Połowy tygodnia (30.)

avatar użytkownika tu.rybak
To nie jest polityk z mojej bajki w 100 procentach powiedział Tusk o swoim nowym ministrze rolnictwa. Tusk we wrześniu 2010 r. też wyrażał opinię w procentach: nie jestem usatysfakcjonowany w 100 proc. tym, co robią Rosjanie. Te procenty to nic przy precyzyjnie - ulubionym słówku Tuska wzmacniającym w jego mniemaniu pozycję męża stanu. Po mianowaniu niestuprocentowego ministra powiedział, że razem z Pawlakiem nakreślą bardzo precyzyjny scenariusz działań w resorcie. Zegarmistrz się znalazł...

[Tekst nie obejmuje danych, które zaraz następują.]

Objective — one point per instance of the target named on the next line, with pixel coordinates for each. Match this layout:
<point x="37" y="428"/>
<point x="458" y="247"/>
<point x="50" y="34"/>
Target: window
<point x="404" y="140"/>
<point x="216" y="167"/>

Po ujawnieniu nagrań pokazujących w jaki sposób PSL okrada Polskę spodziewałem się naturalnego ataku PIS. Z listami członków PO i PSL, ich rodzin i znajomych w spółkach skarbu państwa, agencjach i urzędach. Długość list szacuję na jakieś 300 tys. osób. Niestety. Nawet "Gazeta Wyborcza" znalazła jedną agencję całkowicie rodzinnie obsadzoną przez PO, ale nie PIS. PIS czeka na ofensywę jesienną, a tymczasem zajmuje się Ziobrystami...

I nie tylko. Dwóch kojarzonych z PIS działaczy (Wojciechowski i Kuźmiuk, obaj d. PSL) wystawili nowemu ministrowi rolnictwa laurkę, jaki to on uczciwy. Uczciwy i w rządzie PO i PSL? Pogratulować samopoczucia...

Tymczasem Tusk spytany o ewentualny kryzys uspokoił opinię publiczną twierdząc, że rząd ma przygotowane różne scenariusze - a wśród nich także plan działań pobudzających gospodarkę, gdyby wzrost PKB w drugim półroczu br. "wyraźnie siadał". To mi akurat przypomniało pełne szuflady projektów ustaw, z którymi PO zdobyło władzę. Życie pokazało, że były puste...

Jest u mnie na biurku cała lista możliwych działań i rozstrzygnięć także o charakterze legislacyjnym na wypadek różnych scenariuszy w Europie i na świecie, bo musimy byś przygotowani na szybkie reakcje, gdyby ta jesień okazała się bardziej dramatyczna niż przewidywano powiedział Tusk co mi skojarzyło się z pełnym biurkiem nieprzeczytanych raportów o nieprawidłowościach. Przywołując słowa samego Tuska, nie należy się spodziewać by czymkolwiek się zajął, gdyż, jak sam skromnie wyjaśnił: nie jestem w stanie zamienić się w superkontrolera i reagować osobiście na wszystkie sygnały...

9 komentarzy

avatar użytkownika Maryla

1. Rybaku

Donald to nie Super Mario, a ile bierze na swoje wątłe ramionka... wciąz koordynuje wszystkie słuzby osobiście, raz jest ministrem zdrowia, raz ministrem rolnictwa, a to z prezesem GUS ustala dane na koniec roku ..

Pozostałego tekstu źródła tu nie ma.